Newman, recognised as the person who can lay most claim to being the creator of Doctor Who (not Terry Nation or Vere Lorrimer!), was drafted in to reboot the series at the end of Colin Baker's tenure.
Unfortunately Newman's ideas for a rebooted series were utterly abysmal, consisting of a time-warp back to the early sixties where Patrick Troughton would be brought back in with a couple of children as companions; one of whom would brandish a trumpet whose sound would herald the start of battle.
The one thing I clearly recall is that Newman suggested that the new Doctor should say ‘Hush, child, you’re addlepating me!’ whenever the young companions were talking too much, or something.
One of the story outlines he details is a literal lift from Planet of the Giants too, while another suggestion involved the three regulars being shrunk and injected into a human body. Two ideas about 40 years past their sell-by-date.
This has always suggested to me that Newman scrawled down a load of old tat on the back of a fag packet during a boozy lunch – and if people thought the last three years of Who during its original run weren't that good, they would pale into insignificance if the car-crash television envisioned by Newman had come to pass.
The headline element to it all, of course, is the suggestion that the Doctor should be turned into a woman, something I've always thought of as a horrible, senseless gimmick that not even JN-T or RTD ever seriously considered.
The Telegraph article ends with a quote from some 'women in science' group who reckons - surprise, surprise - that the next Doctor should be a woman for some reason too tedious to explore any further.
I suppose this story has broken in the national press now because 2Entertain are trying to flog Time and the Rani; a desperate task by any standards. Ed Stradling was apparently 'astonished' by the contents of the Newman letter; something that must come as a surprise to Doctor Who fans.

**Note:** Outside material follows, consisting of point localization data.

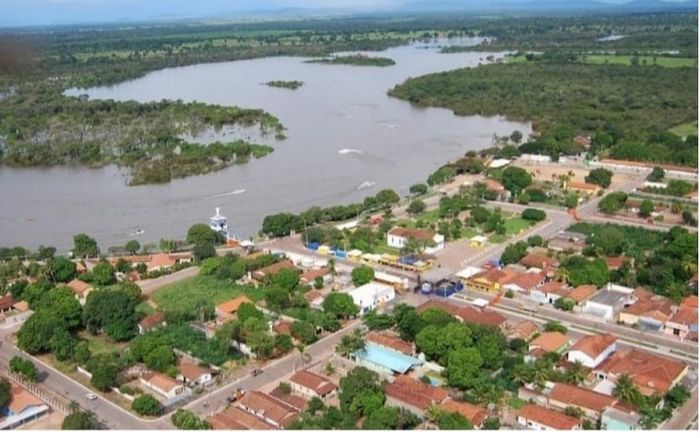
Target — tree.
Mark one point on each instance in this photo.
(287, 279)
(646, 208)
(200, 234)
(533, 214)
(79, 419)
(362, 275)
(416, 207)
(657, 174)
(186, 420)
(600, 176)
(103, 274)
(555, 326)
(515, 179)
(160, 358)
(146, 405)
(463, 366)
(341, 305)
(61, 269)
(5, 392)
(112, 311)
(85, 246)
(132, 247)
(304, 331)
(24, 367)
(418, 189)
(203, 251)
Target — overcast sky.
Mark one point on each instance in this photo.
(40, 12)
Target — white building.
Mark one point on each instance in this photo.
(372, 295)
(592, 350)
(397, 237)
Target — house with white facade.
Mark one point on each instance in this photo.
(397, 237)
(372, 295)
(592, 350)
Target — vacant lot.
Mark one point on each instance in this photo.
(189, 293)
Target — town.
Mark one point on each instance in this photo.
(509, 292)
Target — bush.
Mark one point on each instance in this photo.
(146, 405)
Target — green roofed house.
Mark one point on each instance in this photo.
(384, 360)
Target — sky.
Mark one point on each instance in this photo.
(46, 12)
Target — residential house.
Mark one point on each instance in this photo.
(583, 187)
(536, 417)
(539, 261)
(310, 276)
(649, 311)
(372, 295)
(491, 280)
(22, 408)
(269, 409)
(413, 395)
(592, 350)
(475, 414)
(525, 283)
(548, 342)
(235, 418)
(80, 289)
(194, 375)
(549, 292)
(227, 310)
(593, 404)
(391, 342)
(151, 321)
(619, 419)
(397, 237)
(684, 322)
(525, 330)
(608, 302)
(650, 373)
(164, 386)
(272, 269)
(312, 385)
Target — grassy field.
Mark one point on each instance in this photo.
(187, 293)
(662, 61)
(685, 129)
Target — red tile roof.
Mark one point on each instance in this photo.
(593, 345)
(573, 395)
(391, 342)
(549, 341)
(649, 372)
(152, 320)
(473, 413)
(412, 233)
(270, 407)
(548, 417)
(414, 392)
(319, 384)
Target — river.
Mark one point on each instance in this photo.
(346, 139)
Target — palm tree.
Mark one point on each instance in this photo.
(625, 390)
(576, 373)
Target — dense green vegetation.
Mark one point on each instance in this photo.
(626, 108)
(292, 85)
(361, 60)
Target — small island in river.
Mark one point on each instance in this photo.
(362, 60)
(292, 85)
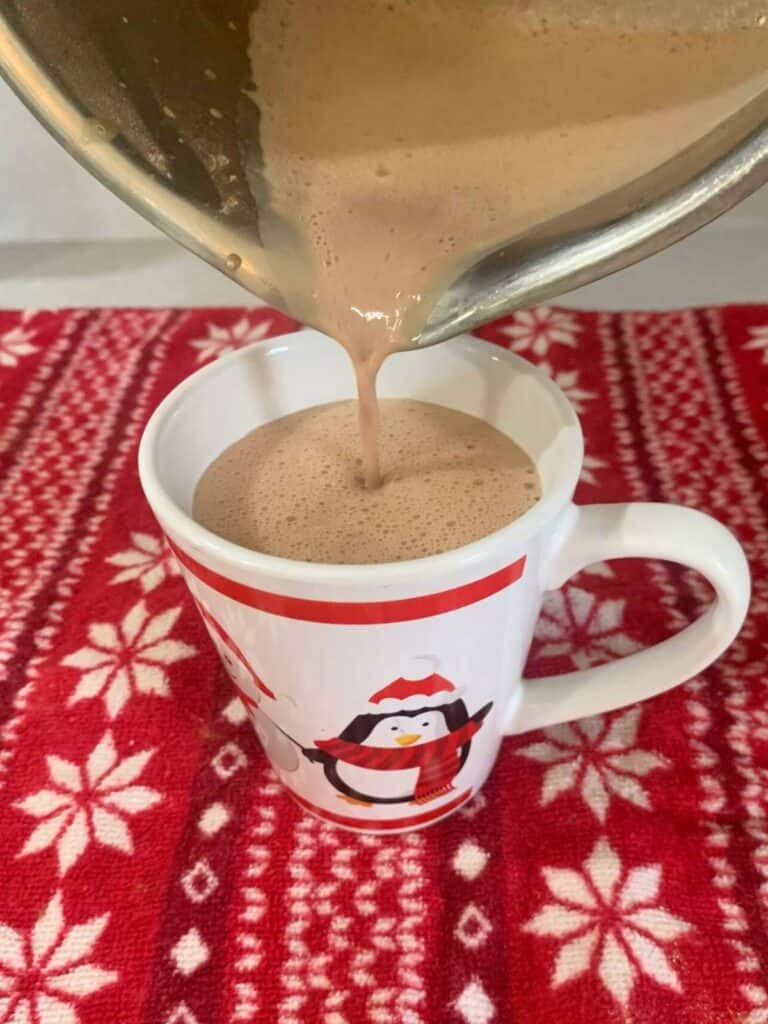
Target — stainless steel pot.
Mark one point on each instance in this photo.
(147, 96)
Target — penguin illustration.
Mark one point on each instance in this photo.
(409, 752)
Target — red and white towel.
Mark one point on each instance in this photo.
(154, 872)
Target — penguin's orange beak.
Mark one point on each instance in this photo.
(409, 738)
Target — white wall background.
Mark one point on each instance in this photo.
(65, 240)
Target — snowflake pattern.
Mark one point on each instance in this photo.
(759, 340)
(567, 381)
(148, 561)
(221, 340)
(596, 758)
(88, 804)
(44, 975)
(608, 920)
(587, 629)
(129, 658)
(536, 330)
(14, 344)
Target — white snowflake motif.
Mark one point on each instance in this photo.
(129, 658)
(148, 561)
(584, 627)
(88, 804)
(608, 919)
(14, 344)
(590, 466)
(221, 340)
(535, 330)
(759, 342)
(44, 975)
(567, 381)
(596, 758)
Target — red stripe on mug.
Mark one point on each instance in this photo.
(383, 824)
(354, 612)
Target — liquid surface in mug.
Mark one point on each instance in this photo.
(397, 141)
(294, 487)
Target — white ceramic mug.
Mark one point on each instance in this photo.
(381, 693)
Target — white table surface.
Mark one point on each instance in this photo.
(65, 240)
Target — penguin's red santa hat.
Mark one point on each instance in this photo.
(420, 685)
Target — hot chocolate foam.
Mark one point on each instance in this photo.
(294, 486)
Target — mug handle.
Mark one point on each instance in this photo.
(596, 532)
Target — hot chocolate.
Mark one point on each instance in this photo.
(294, 487)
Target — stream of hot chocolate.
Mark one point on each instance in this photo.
(399, 140)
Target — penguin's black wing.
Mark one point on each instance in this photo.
(316, 757)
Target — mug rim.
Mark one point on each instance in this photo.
(205, 543)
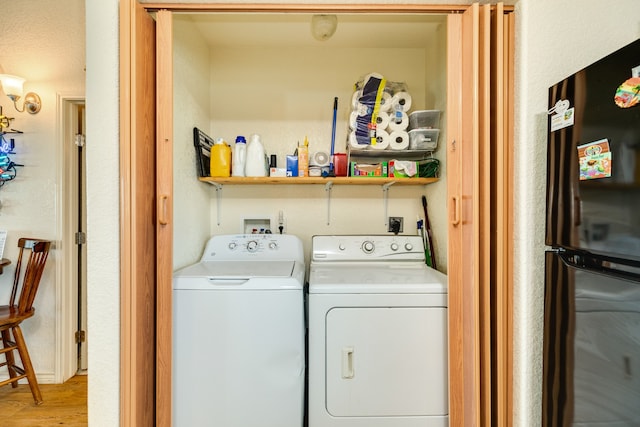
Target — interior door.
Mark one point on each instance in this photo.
(474, 330)
(479, 127)
(138, 216)
(164, 194)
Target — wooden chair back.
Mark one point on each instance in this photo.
(25, 290)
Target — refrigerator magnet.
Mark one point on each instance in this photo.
(595, 160)
(628, 93)
(561, 115)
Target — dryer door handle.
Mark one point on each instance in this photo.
(347, 363)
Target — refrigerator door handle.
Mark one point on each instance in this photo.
(616, 267)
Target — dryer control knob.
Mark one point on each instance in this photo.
(252, 246)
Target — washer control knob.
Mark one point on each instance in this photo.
(368, 247)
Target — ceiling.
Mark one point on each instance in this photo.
(283, 30)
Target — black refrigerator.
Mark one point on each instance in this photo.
(591, 362)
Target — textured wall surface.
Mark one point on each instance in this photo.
(554, 40)
(103, 206)
(52, 62)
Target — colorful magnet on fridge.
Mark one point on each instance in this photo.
(628, 93)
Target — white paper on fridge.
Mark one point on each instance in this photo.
(562, 120)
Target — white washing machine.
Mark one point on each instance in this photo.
(377, 334)
(239, 334)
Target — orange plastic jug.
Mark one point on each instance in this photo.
(221, 159)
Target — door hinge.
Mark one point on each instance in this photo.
(81, 238)
(79, 140)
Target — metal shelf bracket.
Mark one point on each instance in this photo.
(327, 188)
(385, 199)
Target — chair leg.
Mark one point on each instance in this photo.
(11, 361)
(28, 367)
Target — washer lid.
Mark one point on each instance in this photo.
(239, 275)
(387, 278)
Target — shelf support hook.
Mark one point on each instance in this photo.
(327, 188)
(385, 199)
(218, 200)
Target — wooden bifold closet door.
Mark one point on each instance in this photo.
(479, 160)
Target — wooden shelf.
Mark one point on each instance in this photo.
(317, 180)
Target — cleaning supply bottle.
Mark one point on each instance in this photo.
(239, 156)
(220, 159)
(256, 163)
(303, 158)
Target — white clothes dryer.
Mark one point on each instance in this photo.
(377, 334)
(239, 334)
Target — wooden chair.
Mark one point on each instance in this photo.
(12, 315)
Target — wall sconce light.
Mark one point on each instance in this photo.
(323, 26)
(12, 87)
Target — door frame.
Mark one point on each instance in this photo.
(66, 359)
(460, 337)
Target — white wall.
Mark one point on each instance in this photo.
(103, 204)
(554, 39)
(285, 95)
(52, 62)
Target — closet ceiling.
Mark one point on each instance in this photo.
(282, 30)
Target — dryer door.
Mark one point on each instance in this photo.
(386, 361)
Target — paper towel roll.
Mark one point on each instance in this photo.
(394, 124)
(386, 102)
(382, 121)
(399, 140)
(382, 140)
(401, 101)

Anyway, the release of Time and the Rani should give us time to reflect on all of this. I personally think that it's a story of totally unremitting dross, with literally nothing to redeem it.
It's become fashionable to call Pip and Jane Baker's nadir (I know, I know!) things like 'wonderful and silly' and 'lovely and fluffy' by people who should know better. It's utter shit and hails from a period when Who was almost totally lost.
For my money it got somewhere near back to its best over the next two seasons - with some obvious exceptions - and it's a huge relief that we got stuff like Ghost Light, Remebrance, Fenric and Survival instead of Newman's addlepated vision.
Good old Syd. We have a lot to be grateful for. But, by God, a rebooted Newman series in 1987 may well have killed off Who for good.